Sudden realisation of great truth.
I got one of those before.
Well, quite a lot actually.
School is very peaceful without Eric, Hubert and Jenny.
Ahhh, such peace.
Actually felt relaxed
Hmm, was it the fact that i was not wearing school uniform or the six cans of beer that I had last night.
Yes I am allowed to drink beer.
No egg, no soy sauce and its not even sour.
That's why i over indulged
However, the beer or me not wearing uniform got me thinking.
I suddenly realised that i am alone.
I feel alone, hallow and that my existence is meaningless.

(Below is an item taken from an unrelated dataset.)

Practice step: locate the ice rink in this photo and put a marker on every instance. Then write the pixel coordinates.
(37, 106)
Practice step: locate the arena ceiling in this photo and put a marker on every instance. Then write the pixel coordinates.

Will my insecurities erode?
I don't know.
Everyone was talking and chatting away.
everyone except me.
I looked around and everyone's mouth was moving except mine.
No doubt my mom would be happy.
Because i actually paid attention throughout the day.
Even in physics which paying attention is a serious tall order.
Don't get me wrong, the teacher is fine
Its the subject.
Its soooo boring.
Anyway back to the subject.
nobody was talking to me.
I actually felt alone in this world and that i am not part of 5sc1.
I guess its true that nobody really cares about me.
They just treat me nicely and then make fun of me.
I seriously don't get it
when I try to open my mouth and voice put my opinion,
I get sushed up.
Nobody really wants to hear what I say.
I guess I am kinda needing a little attention
okay, okay alot!!!!
A lot of people find me annoying for some reason
its not like i talk a lot like Xiang Lun.
In fact I felt that i rarely talk at all.
Most of the time, i do keep to myself
I am not like Jenny who yaps shit everyday
However the irony is people actually likes listening to her.
I on the other hand, cannot stand her.
Life just sucks
How I wish to be studying in Australia right now.
Where people actually are very open
And accept people for who they are.
oh yeah, betcha 10 bucks that xiang lun's sister did not gave him the monowada boo pencil box and that he actually bought it himself.
Come on! The eccentric collection of happy meal gifts and stuffed pokemon plus the sustagen bottle?
They are evidence that Xiang Lun is a kid at heart.
Unlike me, drinking beer, watch desperate housewives and thinks pre-marital sex with both sexes is okay.
I may have my babyface
but I have lost my innocence.
Hey did you realised that everything i type has almost no abbreviations (short forms) or those stupid Manglish slangs?
this means I am perfect in my english, well sorta.
Honestly, i can imagine myself moving away and living in Australia right now
After that I will use that as a stepping stone to move to San Francisco!!!
My dream city.
Well, i gotta go watch tonite's episode of America's next Top Model because i have to study at night.